With 76.89 percent of votes already counted, the PT candidate won so far 53.56 percent of valid votes and has 41.2 million votes, according to Datafolha Institute.
Rousseff was born in Dec. 1947 in the state of Minas Gerais to a middle class family consisting of a Bulgarian immigrant and a Brazilian.
Her career is marked by activities against the 1964-1985 military dictatorship and work in the public service since the re- democratization.
In her youth, she participated in the armed resistance known as Colina (an acronym for Command of National Liberation) and VAR- Palmares (Armed Revolutionary Vanguard), fighting against the de facto regime.

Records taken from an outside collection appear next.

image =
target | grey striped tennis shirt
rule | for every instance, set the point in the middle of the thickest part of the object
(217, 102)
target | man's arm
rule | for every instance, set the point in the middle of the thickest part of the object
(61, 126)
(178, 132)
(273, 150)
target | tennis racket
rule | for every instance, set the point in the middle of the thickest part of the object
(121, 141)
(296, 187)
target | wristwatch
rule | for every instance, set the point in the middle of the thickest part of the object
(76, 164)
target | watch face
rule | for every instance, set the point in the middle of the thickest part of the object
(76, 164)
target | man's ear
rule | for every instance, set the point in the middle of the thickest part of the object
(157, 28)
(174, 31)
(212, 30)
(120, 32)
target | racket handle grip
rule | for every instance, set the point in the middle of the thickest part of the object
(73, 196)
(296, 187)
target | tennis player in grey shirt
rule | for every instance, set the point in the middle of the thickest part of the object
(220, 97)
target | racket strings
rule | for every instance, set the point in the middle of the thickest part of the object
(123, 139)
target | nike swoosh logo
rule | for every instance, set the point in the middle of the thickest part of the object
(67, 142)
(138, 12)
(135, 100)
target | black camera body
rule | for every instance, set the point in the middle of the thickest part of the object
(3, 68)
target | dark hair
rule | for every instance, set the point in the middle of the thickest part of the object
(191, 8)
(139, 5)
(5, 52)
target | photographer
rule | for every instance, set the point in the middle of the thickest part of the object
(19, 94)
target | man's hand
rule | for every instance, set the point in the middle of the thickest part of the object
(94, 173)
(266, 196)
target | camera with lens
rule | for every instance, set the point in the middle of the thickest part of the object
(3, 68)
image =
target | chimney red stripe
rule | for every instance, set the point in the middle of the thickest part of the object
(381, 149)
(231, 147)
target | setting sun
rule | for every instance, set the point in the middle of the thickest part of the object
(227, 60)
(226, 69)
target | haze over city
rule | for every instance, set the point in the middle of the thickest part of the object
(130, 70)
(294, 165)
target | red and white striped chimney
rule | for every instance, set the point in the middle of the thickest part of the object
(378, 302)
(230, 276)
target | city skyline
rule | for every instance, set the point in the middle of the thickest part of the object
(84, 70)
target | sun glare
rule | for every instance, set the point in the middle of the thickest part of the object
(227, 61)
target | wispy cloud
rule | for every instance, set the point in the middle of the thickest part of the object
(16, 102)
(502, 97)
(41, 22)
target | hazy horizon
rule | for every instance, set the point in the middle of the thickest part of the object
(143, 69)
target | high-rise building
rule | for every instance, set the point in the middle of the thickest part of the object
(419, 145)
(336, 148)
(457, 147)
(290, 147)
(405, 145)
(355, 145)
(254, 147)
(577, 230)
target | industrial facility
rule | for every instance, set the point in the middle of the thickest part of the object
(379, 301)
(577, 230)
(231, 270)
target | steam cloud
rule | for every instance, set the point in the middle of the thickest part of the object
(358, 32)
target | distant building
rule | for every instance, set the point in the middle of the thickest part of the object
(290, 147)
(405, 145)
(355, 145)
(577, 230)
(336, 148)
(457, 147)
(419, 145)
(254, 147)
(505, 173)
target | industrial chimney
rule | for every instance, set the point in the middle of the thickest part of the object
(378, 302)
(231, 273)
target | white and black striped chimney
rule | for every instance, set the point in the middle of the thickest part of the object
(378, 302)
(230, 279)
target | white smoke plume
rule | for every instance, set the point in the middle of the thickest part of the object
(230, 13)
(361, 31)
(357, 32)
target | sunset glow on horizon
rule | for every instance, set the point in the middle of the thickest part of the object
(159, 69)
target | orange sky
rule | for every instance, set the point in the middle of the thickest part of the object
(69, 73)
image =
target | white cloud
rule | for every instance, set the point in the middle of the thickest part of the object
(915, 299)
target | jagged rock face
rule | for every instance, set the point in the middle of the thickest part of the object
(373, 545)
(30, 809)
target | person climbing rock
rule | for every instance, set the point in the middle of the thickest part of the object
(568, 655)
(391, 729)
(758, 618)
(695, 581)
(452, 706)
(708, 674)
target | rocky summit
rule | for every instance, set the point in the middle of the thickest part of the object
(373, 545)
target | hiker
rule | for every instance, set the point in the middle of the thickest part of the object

She was imprisoned, tortured and spent three years in prison in the early 1970s.
In late years of the military regime, Rousseff fought for amnesty for citizens who had lost their civil rights and were persecuted by the government, and took part in the founding of the Democratic Labor Party (PDT) in Brazil's southern region.
After studying economics, she became in late 1980s secretary of mines and energy of the government of Rio Grande do Sul, which made her known in the whole country.
Affiliated with the Workers' Party since 2001, she was minister of energy during the first term of President Lula which began in January 2003, and in June 2005 she assumed the post of chief of staff.
Roussef was handpicked by President Lula himself to run for his succession and in April this year she left the post as chief of staff of the presidency.
Divorced, she has a daughter who gave birth to her first grandson last month.
In 2009, Rousseff had to undergo treatment for a cancer in the lymphatic system, from which she recovered quickly.